Analine Cedillo 
Agencia Reforma

Mil 75 hombres y 35 mujeres conforman el equipo de pilotos de Aeroméxico, entre ellas Verónica Cervantes, la primera comandante de uno de los cuatro aviones Boeing 777 de la aerolínea, y Genoveva Leipold, primer oficial.
Verónica prefiere que la llamen “capitán”, pero sólo porque “capitana” le suena demasiado cacofónico junto a su nombre. Fue la segunda piloto en ingresar a Aeroméxico, hace 34 años, y su vida está tan ligada a la aviación, que no sorprende que, el suyo, sea el primer matrimonio entre pilotos que se dio en la línea aérea.

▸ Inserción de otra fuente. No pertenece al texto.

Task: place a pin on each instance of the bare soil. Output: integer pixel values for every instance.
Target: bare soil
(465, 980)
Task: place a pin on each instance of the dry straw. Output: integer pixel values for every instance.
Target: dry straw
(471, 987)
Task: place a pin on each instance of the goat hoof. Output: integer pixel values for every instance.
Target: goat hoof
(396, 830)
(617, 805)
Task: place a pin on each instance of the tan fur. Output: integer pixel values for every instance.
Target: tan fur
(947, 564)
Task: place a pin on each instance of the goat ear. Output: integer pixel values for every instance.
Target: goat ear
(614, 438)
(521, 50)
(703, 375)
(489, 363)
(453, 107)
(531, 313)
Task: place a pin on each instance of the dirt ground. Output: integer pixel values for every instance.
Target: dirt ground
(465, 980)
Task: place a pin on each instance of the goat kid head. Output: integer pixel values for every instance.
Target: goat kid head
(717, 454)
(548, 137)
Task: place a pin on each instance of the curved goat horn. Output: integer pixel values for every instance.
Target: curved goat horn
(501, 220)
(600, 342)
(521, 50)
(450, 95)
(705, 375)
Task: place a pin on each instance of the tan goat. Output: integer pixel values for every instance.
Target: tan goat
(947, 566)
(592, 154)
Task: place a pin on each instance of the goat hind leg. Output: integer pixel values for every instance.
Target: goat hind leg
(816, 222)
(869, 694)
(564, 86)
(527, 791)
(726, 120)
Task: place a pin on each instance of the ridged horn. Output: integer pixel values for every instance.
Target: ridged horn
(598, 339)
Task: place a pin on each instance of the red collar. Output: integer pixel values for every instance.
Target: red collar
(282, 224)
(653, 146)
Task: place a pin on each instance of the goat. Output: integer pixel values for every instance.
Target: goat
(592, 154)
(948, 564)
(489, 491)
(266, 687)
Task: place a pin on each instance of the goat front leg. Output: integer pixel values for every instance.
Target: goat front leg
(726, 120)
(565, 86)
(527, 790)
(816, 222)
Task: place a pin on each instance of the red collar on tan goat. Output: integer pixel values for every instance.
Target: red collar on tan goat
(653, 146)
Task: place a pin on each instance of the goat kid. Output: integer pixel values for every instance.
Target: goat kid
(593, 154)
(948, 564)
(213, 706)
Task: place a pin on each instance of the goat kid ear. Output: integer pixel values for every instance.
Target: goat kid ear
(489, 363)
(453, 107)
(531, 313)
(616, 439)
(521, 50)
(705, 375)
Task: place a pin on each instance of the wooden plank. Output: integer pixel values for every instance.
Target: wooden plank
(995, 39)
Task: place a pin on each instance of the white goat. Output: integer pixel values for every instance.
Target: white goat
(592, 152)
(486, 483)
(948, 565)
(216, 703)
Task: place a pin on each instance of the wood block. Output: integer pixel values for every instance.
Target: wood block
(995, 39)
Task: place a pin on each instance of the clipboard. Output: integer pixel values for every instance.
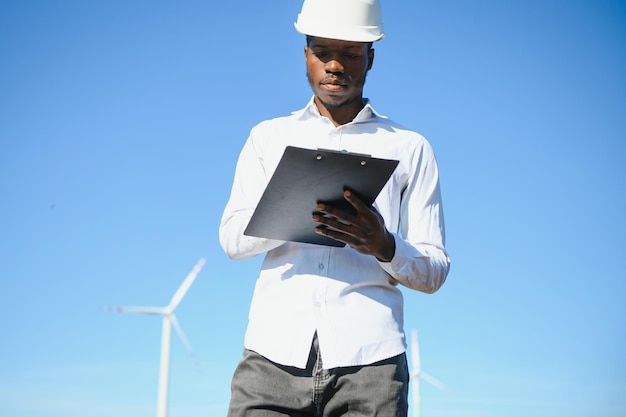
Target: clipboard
(306, 177)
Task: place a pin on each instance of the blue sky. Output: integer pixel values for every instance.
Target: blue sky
(120, 124)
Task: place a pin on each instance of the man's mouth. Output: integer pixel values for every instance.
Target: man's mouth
(334, 85)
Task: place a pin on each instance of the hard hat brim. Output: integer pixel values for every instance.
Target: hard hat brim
(362, 34)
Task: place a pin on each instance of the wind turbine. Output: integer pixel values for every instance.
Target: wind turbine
(169, 320)
(417, 374)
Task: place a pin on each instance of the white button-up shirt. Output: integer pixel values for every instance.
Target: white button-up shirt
(343, 295)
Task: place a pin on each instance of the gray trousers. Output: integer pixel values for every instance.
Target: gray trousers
(262, 388)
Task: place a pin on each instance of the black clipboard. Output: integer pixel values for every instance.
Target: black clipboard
(305, 177)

El 20 de agosto, tras un año en su actual cargo, la capitán lideró el primer vuelo transpacífico, entre México y China, tripulado sólo por mujeres. Genoveva, quien ha piloteado aviones por 16 años, la acompañó en la travesía como copiloto.
Sin estar ligado a una fecha significativa, el vuelo que hizo historia se le ocurrió a la capitán simplemente porque ya era algo viable: llegó el momento en el que hubo una piloto al mando del 777, dos primeros oficiales mujeres y 10 sobrecargos que se sumaron a la convocatoria.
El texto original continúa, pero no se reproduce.